|RICE LEACH, M.D. (Lexington Herald-Leader photo)
Lexington Health Commissioner Rice Leach, a national, state and local leader in public health, died Friday of lymphoma. He was nine days short of his 76th birthday.
Lexington Mayor Jim Gray called Leach “a great man in every way: compassionate, committed, determined.”
Leach had been Lexington’s health commissioner for five years, leading it to national accreditation, and medical director and executive director of the local health department’s primary-care center for six years before that. He was Kentucky commissioner of public health from 1992 to 2004, and before that chief of staff to the U.S. surgeon general. He spent 26 years with the U.S. Public Health Service, mostly with the Indian Health Service, but also worked in Bolivia, Panama and Guatemala.
Leach’s outspoken nature endeared him to public-health officials who were not as disposed to strong public statements. His last campaign was for the establishment of needle exchanges to prevent the spread of hepatitis C and HIV through needle sharing by users of heroin and abusers of prescription drugs. Citing research, he stoutly rebuked elected officials who said the exchanges promote drug abuse.
“He was intrepid in another explosive landscape, the one where science and politics intersect,” recalled Jamie Lucke of the Lexington Herald-Leader. “I was reminded of this by a recent report about states where propagandistic misinformation riddles the state-ordered briefing that women receive before an abortion. Kentucky is not one of them. I hesitate to publicize this because some politician will rush to change it. But our “informed consent” briefing is dispassionate, nonjudgmental and, above all, informative — much like Leach, who oversaw its drafting after the legislature enacted the mandate in 1998.”

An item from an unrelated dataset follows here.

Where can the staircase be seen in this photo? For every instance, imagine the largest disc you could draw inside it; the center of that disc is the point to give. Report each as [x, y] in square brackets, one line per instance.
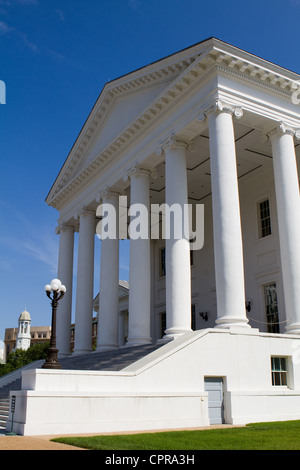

Lucke added, “As admirable as all of that is, none of it accounts for why the people who worked for and with him loved him so very much. That would be his kindness and unfailing sense of fun. . . Nowadays you hear that doctors are demoralized by the business demands of their profession. Perhaps Leach’s fascinating life and and profound legacy will serve as a beacon guiding them back to public health — it might be less lucrative but potentially more fun and rewarding.”
Leach’s last recognition was the ‘hero” award from the Lexington-Fayette County Board of Health, which renamed it the Dr. Rice C. Leach Public Health Hero Award. The award is usually given during National Public Health Awareness Week, which this year is April 4-10, but was presented in March because of his medical condition.
His Mass of Christian Burial will take place in the Good Shepherd Catholic Church in Frankfort at 1:30 p.m. Tuesday, April 5, with visitation beginning at 10:30 a.m., Rogers Funeral Home in charge. In lieu of flowers, contributions are suggested to the church, 72 Shepherd Way, Frankfort KY 40601.